2. Explaining can help build trust: the inclusion of explanations of the use of patient data increased levels of trust and credibility in the information provided: “I appreciate transparency, I always question information no matter who produces it. [Transparency] builds confidence and trust, even if it’s just a few words”. The NHS was particularly seen as a trustworthy and credible source.  

3. Improving awareness of how the system works: importantly for UPD, including explanations of patient data use was linked with increasing the knowledge of the reader as to how data is used beyond providing their own care: “As a patient reading this, I come to the conclusion that mine [data] may be used for similar purposes in present or future instances.”

4. Prompting curiosity: explanations of how patient data is used also encouraged further interest from participants about the use of data and increased the likelihood of the reader seeking more information. One person said that a small bit of information about patient data “would make me want to read further – to go another step.”

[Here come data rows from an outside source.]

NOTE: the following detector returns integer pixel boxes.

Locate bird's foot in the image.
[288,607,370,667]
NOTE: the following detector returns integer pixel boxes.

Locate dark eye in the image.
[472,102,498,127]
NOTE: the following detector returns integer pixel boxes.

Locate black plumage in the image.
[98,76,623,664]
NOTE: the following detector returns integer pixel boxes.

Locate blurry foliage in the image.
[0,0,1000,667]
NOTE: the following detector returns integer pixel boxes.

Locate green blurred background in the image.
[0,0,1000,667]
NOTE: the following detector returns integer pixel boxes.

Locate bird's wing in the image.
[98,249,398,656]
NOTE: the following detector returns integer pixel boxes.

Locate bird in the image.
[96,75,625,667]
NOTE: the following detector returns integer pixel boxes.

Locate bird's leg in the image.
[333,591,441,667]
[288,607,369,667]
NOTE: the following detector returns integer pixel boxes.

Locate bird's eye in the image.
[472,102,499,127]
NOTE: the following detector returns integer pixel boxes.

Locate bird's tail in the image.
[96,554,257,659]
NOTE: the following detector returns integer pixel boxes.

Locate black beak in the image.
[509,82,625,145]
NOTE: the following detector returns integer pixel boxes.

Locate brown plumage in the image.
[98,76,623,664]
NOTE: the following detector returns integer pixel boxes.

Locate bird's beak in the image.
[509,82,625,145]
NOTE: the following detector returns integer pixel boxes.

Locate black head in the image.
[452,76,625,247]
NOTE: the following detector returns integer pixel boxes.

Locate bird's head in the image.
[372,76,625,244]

5. There are no quick fixes: participants acknowledged that building people’s awareness and data literacy is a process which will take time. As one participant said: “It’s gradual, over time, a few years down the line you can imagine that it would lead to a shift in consciousness around how we interpret data.”

6. The community of practice approach is useful for supporting change and networking. For some members, transitioning to including more data in health information required a shift in approach, and there remain opportunities to develop how patient data use is explained in health information, and appetite among members to focus on this in future.